Pfense Internet stop working. Only works after reboot
-
Hello,
I installed and configured my pfense on this old PC:Intel(R) Core(TM) i5-7300U CPU @ 2.60GHz
Current: 2500 MHz, Max: 2601 MHz
4 CPUs: 1 package(s) x 2 core(s) x 2 hardware threads
AES-NI CPU Crypto: Yes (inactive)Everything works fine, but the online problem is that my pfsense loses internet connection after a couple of hours.
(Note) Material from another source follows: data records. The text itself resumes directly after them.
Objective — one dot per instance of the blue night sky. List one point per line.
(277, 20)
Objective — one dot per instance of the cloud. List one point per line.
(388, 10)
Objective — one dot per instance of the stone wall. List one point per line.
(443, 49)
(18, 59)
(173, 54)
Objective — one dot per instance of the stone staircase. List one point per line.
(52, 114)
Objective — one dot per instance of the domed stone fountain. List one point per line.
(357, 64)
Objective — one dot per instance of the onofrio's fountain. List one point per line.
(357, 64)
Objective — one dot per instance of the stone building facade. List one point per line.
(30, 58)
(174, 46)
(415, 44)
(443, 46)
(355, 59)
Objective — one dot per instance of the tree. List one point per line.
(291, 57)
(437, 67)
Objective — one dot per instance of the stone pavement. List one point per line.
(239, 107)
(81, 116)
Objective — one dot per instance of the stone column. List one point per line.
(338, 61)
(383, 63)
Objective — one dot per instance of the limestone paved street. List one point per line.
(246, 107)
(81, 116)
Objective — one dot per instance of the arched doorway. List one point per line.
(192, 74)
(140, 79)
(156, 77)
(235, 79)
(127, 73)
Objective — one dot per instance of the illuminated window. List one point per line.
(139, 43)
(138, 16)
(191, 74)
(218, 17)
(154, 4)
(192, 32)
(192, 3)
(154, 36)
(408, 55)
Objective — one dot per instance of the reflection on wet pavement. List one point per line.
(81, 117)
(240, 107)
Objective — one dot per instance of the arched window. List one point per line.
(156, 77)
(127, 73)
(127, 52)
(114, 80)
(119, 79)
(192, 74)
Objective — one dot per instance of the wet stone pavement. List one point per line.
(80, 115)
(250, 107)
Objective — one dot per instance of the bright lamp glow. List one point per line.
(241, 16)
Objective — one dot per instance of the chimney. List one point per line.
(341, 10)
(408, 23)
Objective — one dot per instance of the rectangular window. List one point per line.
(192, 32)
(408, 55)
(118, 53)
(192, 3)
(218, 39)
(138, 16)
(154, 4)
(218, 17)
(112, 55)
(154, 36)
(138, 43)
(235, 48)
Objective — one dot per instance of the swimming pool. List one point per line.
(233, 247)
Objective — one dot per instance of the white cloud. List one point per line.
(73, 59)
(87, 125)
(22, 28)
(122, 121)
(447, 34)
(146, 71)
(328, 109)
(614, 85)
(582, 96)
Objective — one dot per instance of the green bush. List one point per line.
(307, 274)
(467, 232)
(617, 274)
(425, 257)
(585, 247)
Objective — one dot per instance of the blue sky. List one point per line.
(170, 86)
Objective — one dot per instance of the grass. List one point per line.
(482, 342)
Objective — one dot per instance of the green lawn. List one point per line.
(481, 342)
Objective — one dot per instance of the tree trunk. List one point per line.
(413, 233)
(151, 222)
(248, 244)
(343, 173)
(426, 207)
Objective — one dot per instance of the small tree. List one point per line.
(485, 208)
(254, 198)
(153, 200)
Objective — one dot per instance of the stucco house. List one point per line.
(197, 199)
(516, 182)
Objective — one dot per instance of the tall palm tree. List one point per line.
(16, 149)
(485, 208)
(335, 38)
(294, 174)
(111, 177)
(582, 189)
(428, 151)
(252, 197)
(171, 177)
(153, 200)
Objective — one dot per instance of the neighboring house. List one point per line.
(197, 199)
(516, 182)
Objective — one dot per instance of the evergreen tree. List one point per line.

I have to reboot the device, in order for it to works. Every morning I have to connect to the server and reboot the pfsense with F5 and Yes, then it work.
Can someone help? I am a newbie in pfsense family, so I will really appreciate your help. -
@bangui91
First thing is to check the system log for hints on what's going wrong. -
In that sort of time spam my first suspect would be a bad default gateway.
If you have multiple gateways defined on the system and your WAN can sometimes drop out the system may switch to an internal gateway as the default route which obviously breaks things.
In System > Routing > Gateways. Make sure the WAN is set as the default gateway and not automatic.Steve
-
@bangui91 said in screeshot of my default getway:
Re : Pfense Internet stop working. Only works after reboot
here is the image of the geteway.
For the logs there is nothing.Ok, so it's set to Auto. How many gateways do you have defined?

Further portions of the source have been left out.